So good to be back. Except for the collapsed wrist and the disheartening realization I am back again at base camp because of the disruption.

Gymnastics training starts again ce soir. Finally. Hallelujah. Back to the big roly poly cheese yolk. The pain that will follow however .. Dreams of the gym meet and pommel horse have been sensationally abandoned. Mainly cos it’s 70 bucks to enter that I haven’t got.

9.28. Reading Tony Judt’s NYRB essay. Then Reading Cortazar. Muy tuirseach. There are days ou…..and ow and pah and phaw and flue-do-hidi.

7am Reading Cortazar. The shower of bloomer-doomer-dander turbine leaves has calmed. What a beautiful storm. Full throttle wind. It’s been a while since one visited.

1.20am. Reading Cortazar. “the favourite dodge”. Listening to the storm and watching small yellow leaves flitter about the sky. They look yellow in this light but must be cherry blossoms.

6am. Reading Cortazar’s Hopscotch. 2-116-3. Schubert unplugs to Haydn. Aaah. Landed.

On my father’s side of the family I come from Quaker stock. One of my father’s relatives ran a boarding house for theatricals in Manchester or maybe Ashton-under-lyne which Charlie Chaplin once stayed in. I think she may have been the same woman who had an affair with the canal keeper and had three children by different men which at the turn of the century was quite something.

My father’s sister would not tell me this story until I reached the grand old age of 21. She considered it so scandalous.

Had an inspired visit to the Mountain View Cemetery this evening. I’ve been trying to persuade a few folk to accompany me there, but no takers. Unfortunately I did get a bit confused and somehow thought there’d be a car park and ended up driving in, then panicking I wasn’t supposed to drive in, then got myself trapped trying to find a way out.

When I finally found an arrangement and re-entered the place I looked at two parts on either side of the road. I don’t entirely know what I expected to find in there, but it wasn’t what I found. I left with a bunch of questions, which is always very satisfying.

One of which was if your house or childhood home backs on to the graveyard do you wander over and ride your bike or play hockey in it. I noticed a couple strolling through and two adults skateboarding.

There are also great big patches where no one seems to be buried at all and they’re constructing some strange, unattractive breeze block structure whose purpose is unclear. The sign says Mountain View where Vancouver Remembers.

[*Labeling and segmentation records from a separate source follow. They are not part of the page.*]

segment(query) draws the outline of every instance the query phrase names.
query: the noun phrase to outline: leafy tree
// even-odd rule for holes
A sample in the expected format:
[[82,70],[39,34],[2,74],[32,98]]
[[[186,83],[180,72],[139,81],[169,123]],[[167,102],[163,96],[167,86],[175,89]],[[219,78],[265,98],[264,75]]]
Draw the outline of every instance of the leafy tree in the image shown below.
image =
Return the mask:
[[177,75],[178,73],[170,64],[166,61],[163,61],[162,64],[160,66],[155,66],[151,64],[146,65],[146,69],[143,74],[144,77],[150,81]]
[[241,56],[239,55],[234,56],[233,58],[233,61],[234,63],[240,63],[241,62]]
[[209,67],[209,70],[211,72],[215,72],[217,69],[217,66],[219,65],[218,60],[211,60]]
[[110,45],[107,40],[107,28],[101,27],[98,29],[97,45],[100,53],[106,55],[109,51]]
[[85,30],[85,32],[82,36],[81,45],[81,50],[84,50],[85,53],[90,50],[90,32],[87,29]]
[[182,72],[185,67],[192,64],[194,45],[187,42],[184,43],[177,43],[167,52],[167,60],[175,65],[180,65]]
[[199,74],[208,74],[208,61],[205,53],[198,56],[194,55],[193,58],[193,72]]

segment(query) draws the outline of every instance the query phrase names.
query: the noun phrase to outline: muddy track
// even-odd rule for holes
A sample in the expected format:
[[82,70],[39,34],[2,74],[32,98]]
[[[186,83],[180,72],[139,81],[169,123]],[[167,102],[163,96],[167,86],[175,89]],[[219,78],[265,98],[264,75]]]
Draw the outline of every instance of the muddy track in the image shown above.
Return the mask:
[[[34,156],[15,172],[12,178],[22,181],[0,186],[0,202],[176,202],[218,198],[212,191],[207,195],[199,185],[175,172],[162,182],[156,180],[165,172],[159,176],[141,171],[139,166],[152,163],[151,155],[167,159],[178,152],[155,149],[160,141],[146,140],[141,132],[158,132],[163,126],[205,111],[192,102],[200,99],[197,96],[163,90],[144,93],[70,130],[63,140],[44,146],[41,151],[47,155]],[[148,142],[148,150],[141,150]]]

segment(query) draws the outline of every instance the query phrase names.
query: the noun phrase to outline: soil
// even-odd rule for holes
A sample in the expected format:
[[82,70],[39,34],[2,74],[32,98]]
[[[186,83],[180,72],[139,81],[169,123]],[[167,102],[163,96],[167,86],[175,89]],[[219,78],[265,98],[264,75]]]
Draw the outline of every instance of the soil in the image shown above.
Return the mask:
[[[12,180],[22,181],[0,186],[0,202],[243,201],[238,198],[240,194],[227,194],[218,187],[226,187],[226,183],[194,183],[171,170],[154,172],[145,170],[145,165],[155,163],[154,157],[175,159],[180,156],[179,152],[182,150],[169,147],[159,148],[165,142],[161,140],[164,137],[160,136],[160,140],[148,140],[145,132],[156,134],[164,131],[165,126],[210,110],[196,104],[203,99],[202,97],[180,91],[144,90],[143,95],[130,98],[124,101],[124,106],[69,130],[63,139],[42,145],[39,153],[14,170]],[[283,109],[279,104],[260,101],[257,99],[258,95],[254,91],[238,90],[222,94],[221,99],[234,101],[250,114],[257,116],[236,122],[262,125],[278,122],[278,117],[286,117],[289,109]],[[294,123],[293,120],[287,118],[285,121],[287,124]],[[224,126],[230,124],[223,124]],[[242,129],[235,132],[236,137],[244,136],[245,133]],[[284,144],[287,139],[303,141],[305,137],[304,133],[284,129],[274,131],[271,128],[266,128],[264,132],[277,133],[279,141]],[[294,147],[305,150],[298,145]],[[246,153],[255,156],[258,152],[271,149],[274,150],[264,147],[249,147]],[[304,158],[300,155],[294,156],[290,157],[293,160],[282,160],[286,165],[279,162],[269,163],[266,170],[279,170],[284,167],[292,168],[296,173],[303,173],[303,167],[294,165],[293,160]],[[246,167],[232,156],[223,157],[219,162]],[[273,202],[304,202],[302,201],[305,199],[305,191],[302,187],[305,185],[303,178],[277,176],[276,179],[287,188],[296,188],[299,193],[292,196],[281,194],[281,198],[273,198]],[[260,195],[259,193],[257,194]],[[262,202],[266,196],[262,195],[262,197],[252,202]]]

But I misread it at first as Mountain View where Vancouver Remains .. and I keep thinking it would make a better sign.

The other night while at an art talk that I found particularly insufferable all I could hear in my head was a wild pounding drumbeat that I’d heard earlier that day while listening to the small man’s composition. I was sat on the floor at the talk, since the space was full and small. It was so aurally and physically uncomfortable, but my feet started doing their own thing.

At one point I realized the talk had become white noise and this pounding drumbeat had taken me over. It was very odd. Claustrophobic yet convenient. I noticed it even began to infringe on the rhythm of my knitting needles.